IN THE HIGH COURT OF JUDICATURE AT MADRAS
DATED : 16.11.2017
CORAM: THE HONOURABLE DR.JUSTICE G.JAYACHANDRAN
Criminal Revision Case No.1752 of 2011 and M.P.No.1 of 2011
State rep. By Addl. Superintendent of Police, SPE/CBI/ACB/Chennai. …Respondent
Prayer:- Criminal Revision filed under Sections 397 and 401 of Criminal Procedure Code to call for the records from the file of the learned Principal Special Judge for CBI cases, Chennai in Crl.M.P.No.5647 of 2011, dated 12.09.2011.
For Petitioner : Mr.S.Ashok Kumar
For Respondent : Mr.K.Srinivasan,
Special Public Prosecutor (CBI cases)
This petition is filed against the order passed by the learned Principal Special Judge for CBI cases in Crl.M.P.No.5647/2011 dated 12.09.2011, arising out of the petition filed by the Investigating Officer to direct the accused person to give his specimen voice for comparison.

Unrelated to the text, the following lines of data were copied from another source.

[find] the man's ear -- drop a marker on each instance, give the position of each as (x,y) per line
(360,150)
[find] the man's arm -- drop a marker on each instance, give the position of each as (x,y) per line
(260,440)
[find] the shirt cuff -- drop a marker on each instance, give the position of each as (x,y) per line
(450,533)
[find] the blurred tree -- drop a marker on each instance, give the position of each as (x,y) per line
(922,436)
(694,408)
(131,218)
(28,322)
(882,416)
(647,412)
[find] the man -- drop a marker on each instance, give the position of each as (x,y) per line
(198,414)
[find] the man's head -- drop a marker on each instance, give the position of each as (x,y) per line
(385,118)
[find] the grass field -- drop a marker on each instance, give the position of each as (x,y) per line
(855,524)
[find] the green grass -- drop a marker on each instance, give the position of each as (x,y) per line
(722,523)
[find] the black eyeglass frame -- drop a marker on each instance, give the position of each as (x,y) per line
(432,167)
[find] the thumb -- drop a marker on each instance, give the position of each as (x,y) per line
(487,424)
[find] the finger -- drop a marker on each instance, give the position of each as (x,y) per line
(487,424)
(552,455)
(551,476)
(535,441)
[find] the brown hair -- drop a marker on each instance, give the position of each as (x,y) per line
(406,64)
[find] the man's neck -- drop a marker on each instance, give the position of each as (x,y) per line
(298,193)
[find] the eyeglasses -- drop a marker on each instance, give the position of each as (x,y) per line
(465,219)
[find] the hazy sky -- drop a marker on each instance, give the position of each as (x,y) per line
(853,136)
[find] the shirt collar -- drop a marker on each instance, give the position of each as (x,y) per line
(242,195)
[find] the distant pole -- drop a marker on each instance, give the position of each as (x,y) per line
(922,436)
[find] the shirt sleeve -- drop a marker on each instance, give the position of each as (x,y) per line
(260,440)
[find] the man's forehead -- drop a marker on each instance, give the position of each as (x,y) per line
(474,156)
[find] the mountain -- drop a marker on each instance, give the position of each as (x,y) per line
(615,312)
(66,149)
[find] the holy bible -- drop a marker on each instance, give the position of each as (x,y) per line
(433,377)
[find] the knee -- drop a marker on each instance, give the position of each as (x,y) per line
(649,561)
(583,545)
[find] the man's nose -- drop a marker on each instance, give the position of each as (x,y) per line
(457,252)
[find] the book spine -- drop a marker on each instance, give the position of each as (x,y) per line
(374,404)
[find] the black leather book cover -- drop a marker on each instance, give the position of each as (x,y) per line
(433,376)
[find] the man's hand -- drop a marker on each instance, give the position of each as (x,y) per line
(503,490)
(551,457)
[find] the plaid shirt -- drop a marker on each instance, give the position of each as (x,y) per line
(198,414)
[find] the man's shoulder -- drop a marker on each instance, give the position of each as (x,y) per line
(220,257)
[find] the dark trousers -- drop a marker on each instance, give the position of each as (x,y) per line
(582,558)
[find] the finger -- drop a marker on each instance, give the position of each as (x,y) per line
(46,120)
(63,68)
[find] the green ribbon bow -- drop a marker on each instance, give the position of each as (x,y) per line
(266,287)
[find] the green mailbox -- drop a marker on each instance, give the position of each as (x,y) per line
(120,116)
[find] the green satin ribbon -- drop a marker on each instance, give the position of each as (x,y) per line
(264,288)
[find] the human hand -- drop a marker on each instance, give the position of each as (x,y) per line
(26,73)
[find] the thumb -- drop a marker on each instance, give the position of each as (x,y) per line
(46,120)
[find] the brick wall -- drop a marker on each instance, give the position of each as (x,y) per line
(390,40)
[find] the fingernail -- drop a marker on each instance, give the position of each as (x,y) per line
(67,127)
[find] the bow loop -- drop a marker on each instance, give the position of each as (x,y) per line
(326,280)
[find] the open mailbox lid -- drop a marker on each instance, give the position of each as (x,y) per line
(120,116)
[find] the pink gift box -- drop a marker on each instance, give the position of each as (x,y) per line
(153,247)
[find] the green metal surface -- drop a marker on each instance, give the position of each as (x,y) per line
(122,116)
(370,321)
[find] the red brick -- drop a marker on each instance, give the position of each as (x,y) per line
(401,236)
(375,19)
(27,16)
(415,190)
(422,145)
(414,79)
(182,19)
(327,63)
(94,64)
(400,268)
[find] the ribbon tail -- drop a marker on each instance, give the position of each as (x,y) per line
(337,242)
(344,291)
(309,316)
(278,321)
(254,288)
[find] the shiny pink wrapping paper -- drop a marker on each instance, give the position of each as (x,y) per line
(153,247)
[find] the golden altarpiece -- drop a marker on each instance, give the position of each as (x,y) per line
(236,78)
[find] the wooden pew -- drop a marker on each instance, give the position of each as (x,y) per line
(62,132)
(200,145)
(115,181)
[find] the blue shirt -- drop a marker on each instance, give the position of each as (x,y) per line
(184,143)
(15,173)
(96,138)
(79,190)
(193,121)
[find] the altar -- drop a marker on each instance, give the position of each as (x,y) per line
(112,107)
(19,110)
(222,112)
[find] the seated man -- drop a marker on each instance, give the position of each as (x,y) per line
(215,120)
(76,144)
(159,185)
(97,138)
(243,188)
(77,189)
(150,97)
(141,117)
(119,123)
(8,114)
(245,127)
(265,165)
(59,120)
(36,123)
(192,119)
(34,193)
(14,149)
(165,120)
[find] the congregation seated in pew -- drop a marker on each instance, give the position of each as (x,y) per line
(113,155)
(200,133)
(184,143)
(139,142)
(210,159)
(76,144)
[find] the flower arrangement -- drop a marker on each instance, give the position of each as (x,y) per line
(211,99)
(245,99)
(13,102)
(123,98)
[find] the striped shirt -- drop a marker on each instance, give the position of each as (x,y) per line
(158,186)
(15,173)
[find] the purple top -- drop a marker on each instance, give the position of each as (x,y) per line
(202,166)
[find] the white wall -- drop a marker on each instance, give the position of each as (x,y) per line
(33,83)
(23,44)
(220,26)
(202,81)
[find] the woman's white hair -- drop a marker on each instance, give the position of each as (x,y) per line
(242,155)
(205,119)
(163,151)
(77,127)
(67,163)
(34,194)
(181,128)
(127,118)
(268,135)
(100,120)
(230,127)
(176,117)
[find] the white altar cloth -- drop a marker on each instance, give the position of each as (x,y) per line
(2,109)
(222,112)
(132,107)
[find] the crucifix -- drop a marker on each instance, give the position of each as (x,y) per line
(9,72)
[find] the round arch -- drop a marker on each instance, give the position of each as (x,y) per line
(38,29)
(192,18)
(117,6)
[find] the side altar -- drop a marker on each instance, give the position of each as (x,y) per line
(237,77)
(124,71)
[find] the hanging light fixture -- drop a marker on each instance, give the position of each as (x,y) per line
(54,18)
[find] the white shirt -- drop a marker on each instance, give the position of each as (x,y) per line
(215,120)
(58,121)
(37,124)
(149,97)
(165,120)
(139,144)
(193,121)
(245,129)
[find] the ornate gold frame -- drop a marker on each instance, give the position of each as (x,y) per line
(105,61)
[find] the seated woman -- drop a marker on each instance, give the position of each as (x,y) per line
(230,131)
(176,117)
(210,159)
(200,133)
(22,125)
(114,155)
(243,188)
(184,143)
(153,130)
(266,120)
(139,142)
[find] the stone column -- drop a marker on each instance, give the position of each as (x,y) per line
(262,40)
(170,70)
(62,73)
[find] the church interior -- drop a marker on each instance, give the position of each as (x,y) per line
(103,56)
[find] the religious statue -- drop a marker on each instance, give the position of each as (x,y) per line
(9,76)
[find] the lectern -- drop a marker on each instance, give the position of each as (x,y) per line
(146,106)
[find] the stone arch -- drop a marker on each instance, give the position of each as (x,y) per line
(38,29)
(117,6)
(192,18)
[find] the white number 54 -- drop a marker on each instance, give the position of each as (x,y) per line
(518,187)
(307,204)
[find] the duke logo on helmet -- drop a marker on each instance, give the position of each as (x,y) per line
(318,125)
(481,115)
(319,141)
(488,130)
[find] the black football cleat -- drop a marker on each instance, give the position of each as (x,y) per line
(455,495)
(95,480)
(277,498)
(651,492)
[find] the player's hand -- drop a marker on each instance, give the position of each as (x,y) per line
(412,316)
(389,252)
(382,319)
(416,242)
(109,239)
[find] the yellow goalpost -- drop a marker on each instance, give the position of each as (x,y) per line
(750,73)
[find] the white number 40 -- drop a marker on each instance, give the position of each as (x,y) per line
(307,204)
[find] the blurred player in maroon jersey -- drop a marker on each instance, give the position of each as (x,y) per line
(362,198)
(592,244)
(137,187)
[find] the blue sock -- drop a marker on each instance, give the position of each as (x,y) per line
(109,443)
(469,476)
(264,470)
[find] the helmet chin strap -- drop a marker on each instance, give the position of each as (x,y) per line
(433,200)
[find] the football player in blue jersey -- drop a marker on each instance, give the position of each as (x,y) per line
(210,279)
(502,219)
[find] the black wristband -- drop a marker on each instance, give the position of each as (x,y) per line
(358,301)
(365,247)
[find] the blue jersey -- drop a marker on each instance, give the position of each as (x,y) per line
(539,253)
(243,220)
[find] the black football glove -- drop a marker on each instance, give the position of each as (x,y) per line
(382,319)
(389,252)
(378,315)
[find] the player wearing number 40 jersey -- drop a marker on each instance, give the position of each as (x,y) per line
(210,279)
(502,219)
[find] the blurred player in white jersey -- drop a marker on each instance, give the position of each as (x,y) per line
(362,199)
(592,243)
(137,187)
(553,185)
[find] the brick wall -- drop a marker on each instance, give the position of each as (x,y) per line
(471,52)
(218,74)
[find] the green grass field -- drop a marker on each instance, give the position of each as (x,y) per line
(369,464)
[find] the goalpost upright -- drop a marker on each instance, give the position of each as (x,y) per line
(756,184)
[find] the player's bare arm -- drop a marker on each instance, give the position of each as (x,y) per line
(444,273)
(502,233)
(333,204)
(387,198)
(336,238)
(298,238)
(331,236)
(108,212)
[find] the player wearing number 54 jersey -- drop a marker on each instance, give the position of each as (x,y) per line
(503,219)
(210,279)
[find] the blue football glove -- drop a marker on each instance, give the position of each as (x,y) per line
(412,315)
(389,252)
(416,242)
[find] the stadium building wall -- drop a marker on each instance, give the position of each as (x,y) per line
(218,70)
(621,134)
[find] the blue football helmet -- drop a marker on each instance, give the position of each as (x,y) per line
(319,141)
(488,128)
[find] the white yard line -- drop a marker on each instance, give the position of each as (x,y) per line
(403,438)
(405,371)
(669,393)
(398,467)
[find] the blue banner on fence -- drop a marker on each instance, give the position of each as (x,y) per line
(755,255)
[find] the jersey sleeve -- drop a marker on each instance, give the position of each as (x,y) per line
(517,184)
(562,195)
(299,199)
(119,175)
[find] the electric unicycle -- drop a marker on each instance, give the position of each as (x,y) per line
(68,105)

2. The revision petitioner herein is the second accused in the case registered by CBI in connection with the trap proceedings. The petitioner is alleged to have involved in offering bribe of Rs. 50,000/- to one Andasu Ravindar ( A-1) Additional Commissioner of Income Tax, Chennai to do undue favour in respect of his concealed income. The interception of telephonic conversation between the accused persons have revealed the conspiracy hatched between them in respect of demand and acceptance of bribe. Hence, the prosecution to compare the voice recorded during the investigation wanted the sample voice of the petitioner to be tested scientifically. The trial court allowed the petition and permitted the investigating officer to record the sample voice of the petitioner and others. Accordingly, the voice samples were also drawn pursuant to the trial court order.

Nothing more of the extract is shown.